I have looked at this, but it did not help with locations. Really this just comes down to mathematical manipulation, which for some reason I fail to see. Here is my paraphrased setup:
Consider two sources of light separated by some distance $a$, and suppose they are emitting uniformly in all directions, at the same angular frequency, and same wave number. Determine the locations on a plane, which is parallel to the line joining the two light sources, at which the intensity is a minimum.

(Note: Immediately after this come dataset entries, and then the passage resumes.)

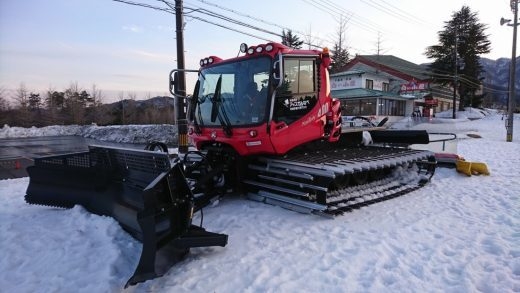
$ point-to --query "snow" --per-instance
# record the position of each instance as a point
(137, 134)
(457, 234)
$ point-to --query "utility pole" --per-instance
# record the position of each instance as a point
(180, 104)
(455, 76)
(512, 71)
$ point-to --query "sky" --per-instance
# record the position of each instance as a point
(127, 49)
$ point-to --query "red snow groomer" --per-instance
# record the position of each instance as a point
(265, 125)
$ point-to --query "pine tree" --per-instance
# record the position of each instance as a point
(291, 40)
(465, 34)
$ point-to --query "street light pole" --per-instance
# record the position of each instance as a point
(455, 76)
(512, 73)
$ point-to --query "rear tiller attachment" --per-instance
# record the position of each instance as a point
(142, 190)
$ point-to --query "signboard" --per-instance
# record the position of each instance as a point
(414, 85)
(431, 102)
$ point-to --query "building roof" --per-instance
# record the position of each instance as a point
(363, 93)
(391, 65)
(350, 72)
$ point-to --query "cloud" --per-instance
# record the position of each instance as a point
(156, 56)
(133, 28)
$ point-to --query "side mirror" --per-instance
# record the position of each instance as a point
(193, 100)
(173, 82)
(278, 71)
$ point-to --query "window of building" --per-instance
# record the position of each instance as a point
(388, 107)
(362, 107)
(369, 84)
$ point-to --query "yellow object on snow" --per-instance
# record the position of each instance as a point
(472, 168)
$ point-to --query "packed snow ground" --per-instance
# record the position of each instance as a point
(457, 234)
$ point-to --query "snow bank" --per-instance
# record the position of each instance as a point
(138, 134)
(457, 234)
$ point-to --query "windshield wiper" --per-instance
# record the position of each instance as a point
(195, 103)
(217, 111)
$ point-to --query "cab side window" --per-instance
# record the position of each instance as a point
(298, 93)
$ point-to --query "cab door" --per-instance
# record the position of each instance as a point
(295, 118)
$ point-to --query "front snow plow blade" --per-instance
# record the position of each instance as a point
(149, 197)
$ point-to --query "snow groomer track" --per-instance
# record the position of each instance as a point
(335, 181)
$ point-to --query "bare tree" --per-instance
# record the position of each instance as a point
(22, 98)
(75, 104)
(340, 53)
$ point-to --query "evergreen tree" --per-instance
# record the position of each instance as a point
(465, 34)
(291, 40)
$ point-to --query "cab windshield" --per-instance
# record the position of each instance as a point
(241, 97)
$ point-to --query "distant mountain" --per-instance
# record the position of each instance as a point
(496, 78)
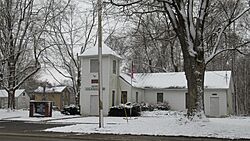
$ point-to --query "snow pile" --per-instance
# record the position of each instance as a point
(23, 115)
(161, 123)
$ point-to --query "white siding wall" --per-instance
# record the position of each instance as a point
(110, 82)
(176, 98)
(86, 83)
(124, 86)
(222, 95)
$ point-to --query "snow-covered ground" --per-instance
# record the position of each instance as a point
(23, 115)
(161, 123)
(150, 123)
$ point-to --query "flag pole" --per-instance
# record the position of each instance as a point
(100, 90)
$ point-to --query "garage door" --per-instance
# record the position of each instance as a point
(94, 105)
(214, 106)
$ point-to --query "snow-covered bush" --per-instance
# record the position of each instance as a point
(122, 110)
(159, 106)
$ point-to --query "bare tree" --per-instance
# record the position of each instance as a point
(69, 35)
(188, 19)
(21, 30)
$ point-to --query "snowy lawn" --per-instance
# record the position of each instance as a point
(161, 123)
(23, 115)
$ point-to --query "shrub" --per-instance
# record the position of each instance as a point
(159, 106)
(123, 110)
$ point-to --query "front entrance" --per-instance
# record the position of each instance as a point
(214, 106)
(94, 105)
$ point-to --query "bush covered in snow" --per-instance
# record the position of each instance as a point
(159, 106)
(122, 110)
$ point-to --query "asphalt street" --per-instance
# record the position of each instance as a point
(33, 131)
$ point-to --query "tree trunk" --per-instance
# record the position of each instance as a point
(194, 72)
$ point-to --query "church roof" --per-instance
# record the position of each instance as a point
(177, 80)
(4, 93)
(93, 51)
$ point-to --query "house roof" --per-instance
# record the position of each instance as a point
(93, 51)
(56, 89)
(177, 80)
(4, 93)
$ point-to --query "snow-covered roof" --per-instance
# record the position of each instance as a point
(56, 89)
(93, 51)
(177, 80)
(4, 93)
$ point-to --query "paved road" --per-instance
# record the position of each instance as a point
(23, 131)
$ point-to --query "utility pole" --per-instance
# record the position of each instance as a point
(100, 90)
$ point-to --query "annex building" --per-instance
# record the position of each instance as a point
(150, 88)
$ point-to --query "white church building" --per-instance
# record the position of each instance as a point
(147, 87)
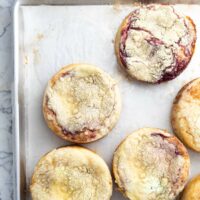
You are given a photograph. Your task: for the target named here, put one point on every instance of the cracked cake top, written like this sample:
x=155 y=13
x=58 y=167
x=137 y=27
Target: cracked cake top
x=155 y=43
x=81 y=103
x=151 y=164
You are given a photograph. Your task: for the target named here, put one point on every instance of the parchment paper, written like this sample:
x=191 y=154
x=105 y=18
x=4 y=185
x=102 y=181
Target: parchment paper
x=55 y=36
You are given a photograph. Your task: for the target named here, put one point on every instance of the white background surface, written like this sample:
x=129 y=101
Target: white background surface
x=58 y=36
x=6 y=78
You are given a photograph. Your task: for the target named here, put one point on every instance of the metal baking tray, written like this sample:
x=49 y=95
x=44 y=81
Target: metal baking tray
x=35 y=62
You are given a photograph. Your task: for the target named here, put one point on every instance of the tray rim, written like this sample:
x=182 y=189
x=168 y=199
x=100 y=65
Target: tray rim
x=18 y=180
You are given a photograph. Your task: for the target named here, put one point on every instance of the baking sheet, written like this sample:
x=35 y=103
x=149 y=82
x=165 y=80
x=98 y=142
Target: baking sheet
x=54 y=36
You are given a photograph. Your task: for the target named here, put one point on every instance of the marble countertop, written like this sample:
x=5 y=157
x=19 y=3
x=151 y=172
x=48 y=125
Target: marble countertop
x=6 y=78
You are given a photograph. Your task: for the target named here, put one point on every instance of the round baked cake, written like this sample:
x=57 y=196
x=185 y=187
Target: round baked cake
x=186 y=114
x=81 y=103
x=155 y=43
x=73 y=173
x=151 y=164
x=192 y=190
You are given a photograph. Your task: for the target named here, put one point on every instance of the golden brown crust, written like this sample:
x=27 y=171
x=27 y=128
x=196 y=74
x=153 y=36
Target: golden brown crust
x=184 y=114
x=192 y=190
x=125 y=183
x=56 y=173
x=182 y=54
x=86 y=135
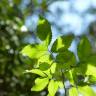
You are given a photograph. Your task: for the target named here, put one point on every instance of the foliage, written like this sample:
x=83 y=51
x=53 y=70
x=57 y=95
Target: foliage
x=53 y=71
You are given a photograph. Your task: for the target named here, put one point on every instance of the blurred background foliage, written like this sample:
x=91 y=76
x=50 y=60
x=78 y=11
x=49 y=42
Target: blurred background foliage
x=18 y=19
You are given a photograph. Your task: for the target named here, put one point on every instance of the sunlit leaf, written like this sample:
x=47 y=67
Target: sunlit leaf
x=40 y=84
x=44 y=66
x=73 y=92
x=36 y=71
x=52 y=87
x=34 y=51
x=53 y=68
x=62 y=43
x=44 y=30
x=86 y=91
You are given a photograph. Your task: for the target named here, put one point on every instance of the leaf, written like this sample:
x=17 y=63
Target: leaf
x=46 y=58
x=34 y=51
x=66 y=57
x=88 y=67
x=44 y=66
x=53 y=68
x=44 y=30
x=92 y=79
x=84 y=48
x=60 y=84
x=73 y=92
x=62 y=43
x=86 y=91
x=36 y=71
x=52 y=87
x=40 y=84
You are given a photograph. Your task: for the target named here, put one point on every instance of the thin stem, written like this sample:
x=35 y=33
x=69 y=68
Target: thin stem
x=64 y=83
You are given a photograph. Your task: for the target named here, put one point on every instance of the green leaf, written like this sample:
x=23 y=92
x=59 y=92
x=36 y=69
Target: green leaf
x=46 y=58
x=84 y=48
x=62 y=43
x=60 y=84
x=66 y=57
x=36 y=71
x=40 y=84
x=92 y=79
x=44 y=30
x=44 y=66
x=88 y=67
x=73 y=92
x=52 y=87
x=53 y=68
x=86 y=91
x=35 y=50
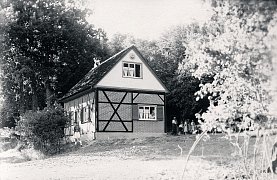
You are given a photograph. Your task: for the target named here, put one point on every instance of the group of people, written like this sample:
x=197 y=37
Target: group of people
x=184 y=127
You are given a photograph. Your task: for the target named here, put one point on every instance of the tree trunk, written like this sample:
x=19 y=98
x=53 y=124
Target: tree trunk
x=34 y=102
x=48 y=94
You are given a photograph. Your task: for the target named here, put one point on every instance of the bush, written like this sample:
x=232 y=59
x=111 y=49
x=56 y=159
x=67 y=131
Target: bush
x=43 y=130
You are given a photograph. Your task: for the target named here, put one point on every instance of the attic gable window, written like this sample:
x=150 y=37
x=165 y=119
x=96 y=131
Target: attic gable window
x=132 y=70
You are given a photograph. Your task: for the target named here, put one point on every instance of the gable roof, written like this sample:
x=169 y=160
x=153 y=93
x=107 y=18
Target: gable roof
x=97 y=73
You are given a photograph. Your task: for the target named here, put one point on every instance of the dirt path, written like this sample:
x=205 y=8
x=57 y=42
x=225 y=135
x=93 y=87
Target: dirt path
x=89 y=166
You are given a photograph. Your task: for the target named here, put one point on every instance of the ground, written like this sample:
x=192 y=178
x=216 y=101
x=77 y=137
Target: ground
x=156 y=157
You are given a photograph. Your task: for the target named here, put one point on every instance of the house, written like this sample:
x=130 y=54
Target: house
x=121 y=94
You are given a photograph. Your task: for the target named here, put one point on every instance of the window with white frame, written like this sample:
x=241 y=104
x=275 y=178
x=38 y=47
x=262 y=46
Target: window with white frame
x=147 y=112
x=131 y=70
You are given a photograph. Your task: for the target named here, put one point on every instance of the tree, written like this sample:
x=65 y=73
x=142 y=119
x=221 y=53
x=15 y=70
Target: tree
x=233 y=51
x=49 y=47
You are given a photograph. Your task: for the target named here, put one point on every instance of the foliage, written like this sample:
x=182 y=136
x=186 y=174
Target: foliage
x=48 y=47
x=232 y=49
x=44 y=130
x=236 y=48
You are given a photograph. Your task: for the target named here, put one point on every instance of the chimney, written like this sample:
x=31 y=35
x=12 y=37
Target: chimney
x=96 y=62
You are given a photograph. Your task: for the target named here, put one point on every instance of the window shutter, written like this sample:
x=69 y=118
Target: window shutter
x=160 y=113
x=135 y=112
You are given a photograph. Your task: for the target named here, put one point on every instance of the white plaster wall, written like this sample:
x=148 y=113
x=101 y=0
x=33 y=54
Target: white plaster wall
x=115 y=79
x=83 y=101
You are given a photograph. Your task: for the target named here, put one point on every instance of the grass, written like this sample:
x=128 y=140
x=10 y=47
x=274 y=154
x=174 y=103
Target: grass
x=217 y=148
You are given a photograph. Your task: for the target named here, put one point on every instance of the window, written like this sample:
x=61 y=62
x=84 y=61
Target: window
x=131 y=70
x=147 y=113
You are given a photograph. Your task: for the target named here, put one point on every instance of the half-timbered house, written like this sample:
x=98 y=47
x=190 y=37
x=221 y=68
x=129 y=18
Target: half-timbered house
x=121 y=94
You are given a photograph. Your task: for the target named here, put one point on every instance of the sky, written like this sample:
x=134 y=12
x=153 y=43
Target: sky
x=146 y=19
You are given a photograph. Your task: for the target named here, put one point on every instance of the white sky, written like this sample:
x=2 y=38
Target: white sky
x=146 y=19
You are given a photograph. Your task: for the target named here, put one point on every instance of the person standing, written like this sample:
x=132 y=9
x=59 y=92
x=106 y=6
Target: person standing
x=185 y=127
x=193 y=127
x=174 y=126
x=77 y=133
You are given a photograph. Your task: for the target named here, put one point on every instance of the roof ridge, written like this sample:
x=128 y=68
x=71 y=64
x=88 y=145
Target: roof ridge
x=117 y=54
x=87 y=82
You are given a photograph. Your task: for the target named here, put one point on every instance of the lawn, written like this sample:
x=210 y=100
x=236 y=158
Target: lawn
x=156 y=157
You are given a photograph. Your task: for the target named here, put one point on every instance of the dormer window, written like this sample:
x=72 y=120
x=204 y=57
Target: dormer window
x=132 y=70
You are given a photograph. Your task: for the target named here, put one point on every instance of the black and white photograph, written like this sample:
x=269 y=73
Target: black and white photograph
x=138 y=89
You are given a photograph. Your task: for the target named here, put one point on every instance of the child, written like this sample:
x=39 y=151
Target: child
x=77 y=134
x=174 y=126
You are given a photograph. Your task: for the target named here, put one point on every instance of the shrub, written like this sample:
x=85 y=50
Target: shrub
x=43 y=130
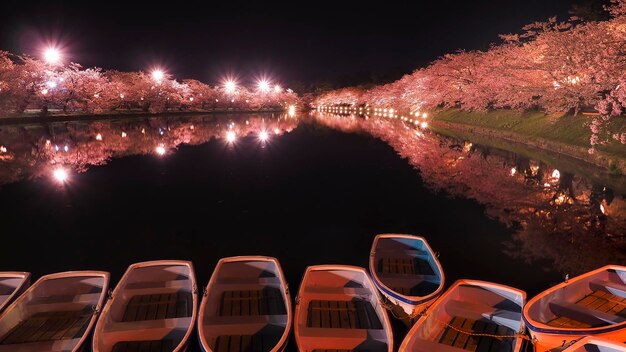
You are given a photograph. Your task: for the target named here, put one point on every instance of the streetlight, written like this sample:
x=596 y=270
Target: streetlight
x=60 y=174
x=264 y=86
x=52 y=56
x=230 y=86
x=158 y=75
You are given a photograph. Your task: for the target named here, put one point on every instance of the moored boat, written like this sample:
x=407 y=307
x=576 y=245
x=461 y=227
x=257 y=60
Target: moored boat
x=406 y=271
x=594 y=344
x=246 y=306
x=472 y=316
x=56 y=313
x=338 y=309
x=590 y=304
x=152 y=308
x=12 y=284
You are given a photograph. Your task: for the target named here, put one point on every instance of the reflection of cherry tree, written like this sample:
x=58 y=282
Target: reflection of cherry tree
x=36 y=152
x=560 y=216
x=558 y=67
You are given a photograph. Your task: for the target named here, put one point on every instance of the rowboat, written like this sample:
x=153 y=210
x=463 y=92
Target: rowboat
x=471 y=316
x=338 y=309
x=153 y=308
x=246 y=306
x=57 y=313
x=406 y=271
x=12 y=284
x=590 y=304
x=593 y=344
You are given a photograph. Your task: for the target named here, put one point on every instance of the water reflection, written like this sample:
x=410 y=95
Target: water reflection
x=576 y=224
x=59 y=149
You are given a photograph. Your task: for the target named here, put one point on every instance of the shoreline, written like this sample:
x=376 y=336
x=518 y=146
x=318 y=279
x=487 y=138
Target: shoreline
x=609 y=162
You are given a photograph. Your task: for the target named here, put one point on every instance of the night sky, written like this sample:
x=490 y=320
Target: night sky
x=299 y=43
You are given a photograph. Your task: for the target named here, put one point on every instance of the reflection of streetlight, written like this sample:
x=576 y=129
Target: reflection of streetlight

This is what I have. Let $r_1$ denote the distance from the first source to a point on the screen, $r_2$ for the second source to the point, and $L$ be the distance from the midpoint of the charges to the screen. Consider some point $p = (y,z)$ on the screen. Letting the x-axis be orthogonal to the screen and its origin at the midpoint, and the y and z axes to be parallel to the screen, we can write $$r_1 = \sqrt{L^2+y^2+(z-a/2)^2} \space\space\space \text{&} \space\space\space r_2 = \sqrt{L^2+y^2+(z+a/2)^2}$$ From this, we know that we can write the total wave at a point $p$ as $$E(t) = e^{iwt}(E_1e^{ikr_1}+E_2e^{ikr_2})$$ I am not substituting in yet for clarity, and note that $E_1$ and $E_2$ are the amplitudes of the respective waves. Now we also know that the intensity at this point has the following relationship: $I \propto |E|^2$, and we know from above that
$$|E|^2 = E_1^2+E_2^2+2E_1E_2cos\biggl[k\Bigl(\sqrt{L^2+y^2+(z-\frac{a}{2})^2}-\sqrt{L^2+y^2+(z+\frac{a}{2})^2}\Bigr)\biggr]$$
If things are correct up to this point, then it is clear that the minimum intensity locations occur when this cosine is a minimum. Namely, when
$$\sqrt{L^2+y^2+(z-\frac{a}{2})^2}-\sqrt{L^2+y^2+(z+\frac{a}{2})^2} = \frac{(2n+1)\pi}{k} \space\space n \in \mathbb{Z}$$
However, I cannot seem to put this into a nice simplified form for z as a function of y. I suspect that it is a hyperbolic relationship, but is there a nice way to reduce this to a compact form?